Departemen Luar Negeri mengatakan Blinken berbicara dengan Gantz dan Menteri Pertahanan Israel Yoav Gallant tentang keamanan Israel, upaya untuk memastikan konflik di Gaza tidak menyebar dan perlunya gencatan senjata segera dan peningkatan aliran bantuan kemanusiaan ke warga sipil di Gaza .
AS tidak menyebut sanksi terhadap Batalyon Netzah Yehuda dalam pernyataannya pada kesempatan itu.
Gantz mengatakan sanksi seperti itu merupakan sebuah kesalahan karena akan melemahkan legitimasi Israel pada masa perang dan tidak dapat dibenarkan karena Israel memiliki sistem hukum yang independen dan militer yang mematuhi hukum internasional, tulis Bloomberg.
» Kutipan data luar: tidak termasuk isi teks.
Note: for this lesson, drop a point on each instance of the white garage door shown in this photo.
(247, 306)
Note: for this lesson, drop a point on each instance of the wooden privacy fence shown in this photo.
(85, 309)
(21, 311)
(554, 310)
Dia meminta Washington “untuk menarik niatnya untuk menjatuhkan sanksi” terhadap batalion tersebut.
Blinken mengatakan pada hari Jumat bahwa dia telah membuat “keputusan” atas tuduhan bahwa Israel melanggar serangkaian undang-undang AS yang melarang pemberian bantuan militer kepada individu atau unit pasukan keamanan yang melakukan pelanggaran hak asasi manusia yang serius.
Dua pejabat AS yang mengetahui situasi tersebut mengatakan pengumuman AS akan segera dilakukan. Kendaraan militer Israel berpatroli di kamp pengungsi Jenin di Tepi Barat yang diduduki pada 29 November 2023 selama operasi militer yang sedang berlangsung di kamp tersebut. (Zain JAAFAR/AFP) Dituduh melanggar HAM
Awal pekan lalu, organisasi berita investigasi Pro Publica melaporkan bahwa panel khusus Departemen Luar Negeri AS yang dikenal sebagai Israel Leahy Vetting Forum merekomendasikan kepada Blinken beberapa bulan lalu agar beberapa unit militer dan polisi Israel didiskualifikasi dari penerimaan bantuan setelah adanya tuduhan serangan manusia. pelanggaran hak, kawan. .
“Insiden yang dituduhkan tersebut terjadi di Tepi Barat dan sebagian besar terjadi sebelum dimulainya perang Israel dengan Hamas di Gaza pada 7 Oktober,” kata media tersebut.
Sebelum perang Gaza, kekerasan di Tepi Barat, tanah yang dicari warga Palestina untuk mendirikan negara, telah meningkat dan terus meningkat dengan seringnya serangan Israel, serangan jalanan Palestina, dan serangan pemukim terhadap kota-kota Palestina.
Tentara Israel menyatakan bahwa batalion Netzah Yehuda adalah unit tempur aktif yang beroperasi sesuai dengan prinsip-prinsip hukum internasional.
“Setelah sanksi terhadap batalion tersebut diumumkan, IDF tidak mengetahui masalah tersebut,” kata militer. “Jika sudah ada keputusan mengenai hal ini, akan ditinjau kembali. IDF sedang bekerja dan akan terus berupaya menyelidiki kejadian yang tidak biasa dengan cara yang praktis dan legal.”
Pada tahun 2022, komandan batalion Netzah Yehuda ditegur dan dua petugas dipecat atas kematian seorang lansia Palestina-Amerika yang ditahan oleh tentara unit tersebut di Tepi Barat, sebuah insiden yang menimbulkan kekhawatiran di Washington.
Ada beberapa insiden lain dalam beberapa tahun terakhir, beberapa di antaranya terekam dalam video, di mana tentara Netzah Yehuda dituduh atau dituduh menganiaya tahanan Palestina.